Beyond populism – tribalism in Poland and Hungary
Political Capital presents its report aiming to better understand, raise awareness of and respond to populism in Poland and Hungary. Together with our partners from Poland, the Institute of Public Affairs, we conducted research on the drivers of deep social and political divisions, and we organized activities with civil society and disenfranchised populations. Social and political polarization is one of the gravest threats to liberal democracy in Central Europe and the existence of the European Union. While divisions are primarily driven by political actors, social attitudes might also help us understand the state of democracy in these two countries.
In our report, which is the first of its kind, we tried to reveal the “demand side” of populism. We wanted to examine how populist politicians in power can do the magic trick: mobilizing their electorate with anti-elite messages while being the political elite themselves? How can they keep their voter bases happy and who is resonating with their way of governance? And what can be the broader, long-term impact of their policies?

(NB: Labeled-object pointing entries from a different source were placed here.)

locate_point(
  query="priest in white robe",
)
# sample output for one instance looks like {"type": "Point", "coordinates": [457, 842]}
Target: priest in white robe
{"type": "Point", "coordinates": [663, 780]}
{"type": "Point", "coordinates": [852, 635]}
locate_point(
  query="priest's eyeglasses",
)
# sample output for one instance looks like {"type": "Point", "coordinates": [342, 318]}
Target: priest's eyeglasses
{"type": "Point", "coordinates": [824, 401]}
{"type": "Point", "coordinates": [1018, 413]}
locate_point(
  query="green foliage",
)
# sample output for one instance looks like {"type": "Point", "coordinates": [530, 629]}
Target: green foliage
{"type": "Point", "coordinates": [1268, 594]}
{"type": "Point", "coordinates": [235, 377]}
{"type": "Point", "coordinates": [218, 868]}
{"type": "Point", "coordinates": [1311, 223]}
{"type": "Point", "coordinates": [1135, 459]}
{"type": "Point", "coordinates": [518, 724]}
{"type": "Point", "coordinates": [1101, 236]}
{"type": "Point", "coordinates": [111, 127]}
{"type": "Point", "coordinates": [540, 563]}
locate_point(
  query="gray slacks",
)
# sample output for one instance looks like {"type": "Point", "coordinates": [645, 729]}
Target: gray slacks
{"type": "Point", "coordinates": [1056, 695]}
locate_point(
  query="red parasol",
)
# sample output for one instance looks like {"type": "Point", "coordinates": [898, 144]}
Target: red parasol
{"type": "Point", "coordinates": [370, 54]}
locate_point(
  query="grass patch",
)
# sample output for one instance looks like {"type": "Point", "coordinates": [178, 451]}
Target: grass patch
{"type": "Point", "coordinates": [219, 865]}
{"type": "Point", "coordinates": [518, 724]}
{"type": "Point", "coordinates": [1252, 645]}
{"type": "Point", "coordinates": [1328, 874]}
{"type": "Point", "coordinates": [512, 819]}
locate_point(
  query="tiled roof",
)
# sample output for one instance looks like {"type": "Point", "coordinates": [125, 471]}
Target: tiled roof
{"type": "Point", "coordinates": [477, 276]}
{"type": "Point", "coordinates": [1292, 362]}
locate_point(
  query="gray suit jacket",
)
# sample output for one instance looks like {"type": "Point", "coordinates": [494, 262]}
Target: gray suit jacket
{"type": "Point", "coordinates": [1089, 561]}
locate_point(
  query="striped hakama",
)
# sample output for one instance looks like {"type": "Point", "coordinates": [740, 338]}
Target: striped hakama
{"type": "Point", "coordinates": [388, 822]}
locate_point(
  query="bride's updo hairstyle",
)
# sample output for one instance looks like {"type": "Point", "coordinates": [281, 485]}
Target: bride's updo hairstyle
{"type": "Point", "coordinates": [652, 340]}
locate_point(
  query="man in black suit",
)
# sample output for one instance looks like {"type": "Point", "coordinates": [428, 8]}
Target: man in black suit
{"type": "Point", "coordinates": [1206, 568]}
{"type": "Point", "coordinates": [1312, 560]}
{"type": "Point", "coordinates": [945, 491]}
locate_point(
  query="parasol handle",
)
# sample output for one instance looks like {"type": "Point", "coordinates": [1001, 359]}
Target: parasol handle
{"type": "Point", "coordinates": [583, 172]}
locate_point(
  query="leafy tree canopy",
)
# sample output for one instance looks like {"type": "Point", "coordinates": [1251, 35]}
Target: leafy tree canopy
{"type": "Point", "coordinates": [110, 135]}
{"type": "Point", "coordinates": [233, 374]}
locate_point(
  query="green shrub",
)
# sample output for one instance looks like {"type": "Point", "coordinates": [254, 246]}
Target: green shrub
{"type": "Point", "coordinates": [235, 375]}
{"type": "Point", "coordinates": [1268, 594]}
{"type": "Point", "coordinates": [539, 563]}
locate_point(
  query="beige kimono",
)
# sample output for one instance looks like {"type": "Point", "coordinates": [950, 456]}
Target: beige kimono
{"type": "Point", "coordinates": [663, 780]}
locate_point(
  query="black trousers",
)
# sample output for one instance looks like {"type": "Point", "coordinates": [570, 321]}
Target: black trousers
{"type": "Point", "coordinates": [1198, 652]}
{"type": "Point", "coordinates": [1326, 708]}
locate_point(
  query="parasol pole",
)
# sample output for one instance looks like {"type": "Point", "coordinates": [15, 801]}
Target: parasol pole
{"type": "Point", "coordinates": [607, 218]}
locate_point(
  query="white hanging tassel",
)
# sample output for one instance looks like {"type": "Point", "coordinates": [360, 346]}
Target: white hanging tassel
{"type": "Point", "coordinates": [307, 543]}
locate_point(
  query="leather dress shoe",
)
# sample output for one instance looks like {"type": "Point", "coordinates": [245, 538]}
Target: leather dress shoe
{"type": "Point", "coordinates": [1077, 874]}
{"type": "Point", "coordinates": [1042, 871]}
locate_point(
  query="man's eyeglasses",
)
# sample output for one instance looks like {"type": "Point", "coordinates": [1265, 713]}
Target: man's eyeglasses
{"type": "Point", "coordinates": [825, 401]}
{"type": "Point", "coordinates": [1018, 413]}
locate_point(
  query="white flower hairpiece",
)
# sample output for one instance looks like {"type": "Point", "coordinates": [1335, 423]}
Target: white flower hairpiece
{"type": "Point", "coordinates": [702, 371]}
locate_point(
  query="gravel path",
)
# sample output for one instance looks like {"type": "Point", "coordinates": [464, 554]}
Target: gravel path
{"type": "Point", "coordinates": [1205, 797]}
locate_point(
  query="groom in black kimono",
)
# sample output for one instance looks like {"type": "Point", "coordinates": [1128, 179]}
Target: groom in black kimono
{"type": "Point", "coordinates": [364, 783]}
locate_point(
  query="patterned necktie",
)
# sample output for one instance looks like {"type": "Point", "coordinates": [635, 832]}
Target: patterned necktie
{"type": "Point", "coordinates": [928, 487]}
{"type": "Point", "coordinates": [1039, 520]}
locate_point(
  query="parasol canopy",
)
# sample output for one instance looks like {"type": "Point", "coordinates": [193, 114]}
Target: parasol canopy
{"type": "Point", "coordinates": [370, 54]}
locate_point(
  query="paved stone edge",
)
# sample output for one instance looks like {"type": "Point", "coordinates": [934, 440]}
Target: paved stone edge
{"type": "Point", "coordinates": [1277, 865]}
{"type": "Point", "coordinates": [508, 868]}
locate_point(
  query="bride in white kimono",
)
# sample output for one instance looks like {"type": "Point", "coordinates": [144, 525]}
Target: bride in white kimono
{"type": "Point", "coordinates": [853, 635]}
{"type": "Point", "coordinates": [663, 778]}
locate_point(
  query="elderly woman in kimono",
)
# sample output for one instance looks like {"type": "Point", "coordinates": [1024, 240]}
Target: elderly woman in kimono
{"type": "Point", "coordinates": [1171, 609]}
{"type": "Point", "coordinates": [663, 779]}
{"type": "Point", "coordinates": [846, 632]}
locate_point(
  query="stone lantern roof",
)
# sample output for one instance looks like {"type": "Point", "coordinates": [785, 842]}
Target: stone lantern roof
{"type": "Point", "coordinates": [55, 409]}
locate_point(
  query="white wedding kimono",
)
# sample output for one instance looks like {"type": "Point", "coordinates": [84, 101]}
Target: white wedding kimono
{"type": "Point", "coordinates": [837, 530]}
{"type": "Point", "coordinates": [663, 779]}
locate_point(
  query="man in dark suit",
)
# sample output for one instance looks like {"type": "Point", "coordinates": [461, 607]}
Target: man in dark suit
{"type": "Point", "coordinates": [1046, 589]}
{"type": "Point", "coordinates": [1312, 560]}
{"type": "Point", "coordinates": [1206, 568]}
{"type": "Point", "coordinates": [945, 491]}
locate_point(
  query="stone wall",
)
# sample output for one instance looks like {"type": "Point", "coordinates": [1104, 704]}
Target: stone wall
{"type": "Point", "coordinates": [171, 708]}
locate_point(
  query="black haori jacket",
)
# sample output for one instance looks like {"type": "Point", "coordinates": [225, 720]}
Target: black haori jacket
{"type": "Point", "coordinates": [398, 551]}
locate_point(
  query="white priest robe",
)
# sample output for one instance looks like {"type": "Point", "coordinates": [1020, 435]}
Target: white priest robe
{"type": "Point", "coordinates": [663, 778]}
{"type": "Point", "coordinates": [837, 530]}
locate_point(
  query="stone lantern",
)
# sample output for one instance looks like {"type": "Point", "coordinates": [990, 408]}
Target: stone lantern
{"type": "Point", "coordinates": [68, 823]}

We started to research populism, but we found something more malevolent and dangerous: tribalism – an authoritarian, anti-pluralistic approach to politics that can turn violent as well. Tribalism strongly undermines democratic processes, as it makes following the leader of the tribe and defeating the other tribe almost the only goal of politics. It undermines political debates and puts reality in parenthesis. While it seems to be more of a zeitgeist than only a regional phenomenon, tribalism can be especially destructive for democratic institutions in Central and Eastern European countries, where democratic institutions are young, fragile and democratic norms are weaker.